Balancing testing speed and release quality is one of the biggest challenges in software engineering. Even if you can keep up with testing the new functionality of a release, the continuous needs of testing the ever-growing regression scope can often seem unattainable.
Regression testing is performed when changes are made to the existing functionality of the software or if there is a bug fix in the software. It is the mechanism by which software is validated to ensure existing product features are still in working order after code changes are applied. As the function of a software application grows with each succeeding release, so do the regression testing needs. Managing these while keeping to shortened delivery timelines can be difficult.
One option is Automated Intelligent Regression Testing (AIRT), which intelligently runs automated regression tests relevant to the changes in code. It reduces the overall regression test cycle by identifying and executing only the set of cases that must be executed to satisfy the test scope, optimally managing risk related to meeting the demands of delivering quality software and the pressures of meeting time-to-market expectations.
While the value of regression testing is widely acknowledged within technology departments, it is often viewed by the rest of the business as costly and time-consuming. Executives want to see the product move forward, and making a considerable time investment in regression testing to ensure existing functionality is working, can be a hard sell.
To address this challenge, more and more companies are adopting regression test automation tools, using software to control the execution of test scripts and comparing the actual outcomes to expected outcomes. This reduces the overall regression test cycle and allows for repeatable, labourious tests to be offloaded from the manual test execution function.
These can be carried out in full, executing the entire regression suite for each release, or partially, blindly selecting and executing a sub-set of the regression suite.
Running a full set of automated regression scripts for each release is costly and often deemed wasteful because it results in testing code and functionality that are seemingly unaffected, and prolongs the testing cycles without showing any added value. However, partial regression cycles carry significant risk because the process of selecting the sub-set of scripts is blind, speculative, and open to interpretation. As a result, it can feel ad-hoc and chaotic. By contrast, the AIRT approach introduces the concept of intelligence into the automated cycle, selecting and executing specific regression scripts based on the code changes that were implemented. Both the value-add and time-to-market objectives are realised because only test cases that provide test coverage for the impacted features are executed, ensuring test coverage is not compromised. Non-impacted features are deemed out of scope, therefore eliminating wasted time and effort.

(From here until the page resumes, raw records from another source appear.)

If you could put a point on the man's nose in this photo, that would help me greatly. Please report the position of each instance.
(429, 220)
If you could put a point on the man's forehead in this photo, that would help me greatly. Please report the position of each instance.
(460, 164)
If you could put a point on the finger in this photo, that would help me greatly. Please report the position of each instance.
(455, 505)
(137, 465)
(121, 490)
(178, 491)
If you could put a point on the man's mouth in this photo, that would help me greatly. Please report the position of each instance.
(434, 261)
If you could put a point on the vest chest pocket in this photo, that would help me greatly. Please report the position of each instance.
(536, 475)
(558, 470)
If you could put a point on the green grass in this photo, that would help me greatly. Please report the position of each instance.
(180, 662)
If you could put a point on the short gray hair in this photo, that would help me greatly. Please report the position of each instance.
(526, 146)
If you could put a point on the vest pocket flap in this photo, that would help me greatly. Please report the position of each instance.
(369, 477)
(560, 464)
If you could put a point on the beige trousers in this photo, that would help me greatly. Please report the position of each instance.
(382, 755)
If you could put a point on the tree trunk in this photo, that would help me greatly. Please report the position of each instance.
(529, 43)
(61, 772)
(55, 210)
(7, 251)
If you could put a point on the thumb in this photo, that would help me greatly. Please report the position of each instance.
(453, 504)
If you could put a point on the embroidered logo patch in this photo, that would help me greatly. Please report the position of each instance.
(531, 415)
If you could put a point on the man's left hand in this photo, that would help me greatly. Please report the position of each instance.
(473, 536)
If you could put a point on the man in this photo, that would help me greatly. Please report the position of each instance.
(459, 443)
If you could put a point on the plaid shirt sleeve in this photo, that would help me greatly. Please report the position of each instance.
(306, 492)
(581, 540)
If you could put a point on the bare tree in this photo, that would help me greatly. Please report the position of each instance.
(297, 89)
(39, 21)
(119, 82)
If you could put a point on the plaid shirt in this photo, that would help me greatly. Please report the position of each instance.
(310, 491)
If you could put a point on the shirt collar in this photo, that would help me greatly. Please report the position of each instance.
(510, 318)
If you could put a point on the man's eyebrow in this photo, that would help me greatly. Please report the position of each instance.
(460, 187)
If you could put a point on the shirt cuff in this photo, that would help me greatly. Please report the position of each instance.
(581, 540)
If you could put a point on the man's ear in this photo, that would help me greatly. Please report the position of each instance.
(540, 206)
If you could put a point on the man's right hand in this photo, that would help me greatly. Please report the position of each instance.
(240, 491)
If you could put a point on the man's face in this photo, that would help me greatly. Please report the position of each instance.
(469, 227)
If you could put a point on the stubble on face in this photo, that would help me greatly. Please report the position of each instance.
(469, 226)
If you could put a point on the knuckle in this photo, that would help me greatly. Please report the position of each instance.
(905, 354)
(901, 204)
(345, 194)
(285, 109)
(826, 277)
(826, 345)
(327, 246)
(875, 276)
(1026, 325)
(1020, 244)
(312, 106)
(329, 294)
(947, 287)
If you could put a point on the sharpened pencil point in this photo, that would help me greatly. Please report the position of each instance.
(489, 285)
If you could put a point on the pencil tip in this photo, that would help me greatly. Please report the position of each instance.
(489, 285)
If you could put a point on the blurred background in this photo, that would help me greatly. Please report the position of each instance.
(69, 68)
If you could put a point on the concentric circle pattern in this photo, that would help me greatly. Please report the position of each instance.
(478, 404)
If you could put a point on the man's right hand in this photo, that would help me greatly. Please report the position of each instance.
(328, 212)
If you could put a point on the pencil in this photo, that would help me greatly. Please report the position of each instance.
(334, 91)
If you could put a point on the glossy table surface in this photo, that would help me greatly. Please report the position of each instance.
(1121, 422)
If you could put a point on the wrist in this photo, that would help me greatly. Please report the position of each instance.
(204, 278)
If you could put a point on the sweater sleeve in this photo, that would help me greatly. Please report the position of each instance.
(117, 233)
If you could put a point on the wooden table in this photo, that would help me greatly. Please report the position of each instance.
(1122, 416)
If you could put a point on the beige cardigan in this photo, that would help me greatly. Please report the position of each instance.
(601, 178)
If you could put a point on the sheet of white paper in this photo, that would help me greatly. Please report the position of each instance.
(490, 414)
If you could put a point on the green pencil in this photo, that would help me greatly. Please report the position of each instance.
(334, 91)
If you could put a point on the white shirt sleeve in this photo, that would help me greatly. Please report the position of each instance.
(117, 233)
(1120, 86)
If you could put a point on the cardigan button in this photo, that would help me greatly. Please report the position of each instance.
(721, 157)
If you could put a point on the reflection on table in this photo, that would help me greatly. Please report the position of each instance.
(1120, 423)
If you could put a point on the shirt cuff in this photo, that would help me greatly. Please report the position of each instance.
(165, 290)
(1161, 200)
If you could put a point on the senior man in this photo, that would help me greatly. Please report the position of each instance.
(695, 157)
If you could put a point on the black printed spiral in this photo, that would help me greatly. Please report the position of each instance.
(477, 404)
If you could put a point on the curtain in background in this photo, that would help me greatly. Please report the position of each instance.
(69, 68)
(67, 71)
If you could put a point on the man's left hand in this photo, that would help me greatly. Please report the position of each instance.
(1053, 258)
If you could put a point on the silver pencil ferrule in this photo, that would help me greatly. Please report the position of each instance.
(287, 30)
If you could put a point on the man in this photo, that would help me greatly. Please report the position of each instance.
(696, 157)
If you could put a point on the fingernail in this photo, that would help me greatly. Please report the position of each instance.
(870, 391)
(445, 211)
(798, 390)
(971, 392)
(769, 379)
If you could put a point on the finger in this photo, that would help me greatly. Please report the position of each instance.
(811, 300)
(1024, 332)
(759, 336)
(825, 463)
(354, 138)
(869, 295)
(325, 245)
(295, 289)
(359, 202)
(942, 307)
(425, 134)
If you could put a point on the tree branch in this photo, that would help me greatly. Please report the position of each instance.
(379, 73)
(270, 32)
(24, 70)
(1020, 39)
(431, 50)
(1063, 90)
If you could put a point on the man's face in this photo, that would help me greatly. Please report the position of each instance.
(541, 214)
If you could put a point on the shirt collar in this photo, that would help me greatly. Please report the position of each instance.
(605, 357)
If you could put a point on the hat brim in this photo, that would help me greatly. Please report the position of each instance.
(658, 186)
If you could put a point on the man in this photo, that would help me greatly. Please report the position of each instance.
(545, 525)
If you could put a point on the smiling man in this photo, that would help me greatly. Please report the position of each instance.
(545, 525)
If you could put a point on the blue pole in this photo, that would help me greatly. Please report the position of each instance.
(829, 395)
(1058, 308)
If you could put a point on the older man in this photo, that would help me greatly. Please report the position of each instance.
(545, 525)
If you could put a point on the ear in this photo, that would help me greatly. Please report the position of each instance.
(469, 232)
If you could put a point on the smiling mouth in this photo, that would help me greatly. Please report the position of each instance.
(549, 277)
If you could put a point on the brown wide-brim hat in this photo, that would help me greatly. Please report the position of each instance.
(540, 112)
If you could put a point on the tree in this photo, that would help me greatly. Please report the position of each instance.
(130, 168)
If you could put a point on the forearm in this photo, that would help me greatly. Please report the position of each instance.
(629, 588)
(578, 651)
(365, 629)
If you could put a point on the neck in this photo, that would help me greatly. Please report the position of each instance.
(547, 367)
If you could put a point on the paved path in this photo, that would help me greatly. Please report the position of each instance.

Another issue is knowing when to start the regression test cycle, whether it’s in parallel with functional testing, in between the first and final functional QA cycles, or only after the functional and system integration tests are signed off. Each option carries a risk. Conducting it in parallel with functional testing can potentially mean running a regression test on a moving target, in between functional testing cycles can also mean testing a moving target – though this could make more sense as it is presumed that the majority of the defects should have already been identified in early test cycles making the release more stable, whilst running the regression cycle after functional and system integration tests are complete runs a risk of defects being found late in the cycle and therefore increasing the time and cost of any fixes.
AIRT allows automated regression testing to be applied in iterations, delivering high-quality software in multiple successive drops whilst conforming to short delivery cycles. It also frees up the quality assurance team to focus on testing new functionality rather than running endless regression cycles.
AIRT is not purely about balancing the demands of delivering quality software and time-to-market constraints, it also contributes to the organisation’s cost reduction objectives by addressing one of the primary reasons for the increased overall cost of quality – the high costs of detecting and correcting defects late in the cycle.
AIRT is integrated with the development code so that each check-in by the developer is automatically verified, and any new defects are detected and fixed early, and within the development phase. AIRT acts as a gatekeeper that helps keep a tab on code quality, delivery timelines, and overall costs.
Organisations typically bound by traditional lengthy regression-test strategies can now apply Brickendon’s bespoke AIRT solution to address both the value-add and time-to-market considerations and reliably deliver small, safe and faster releases.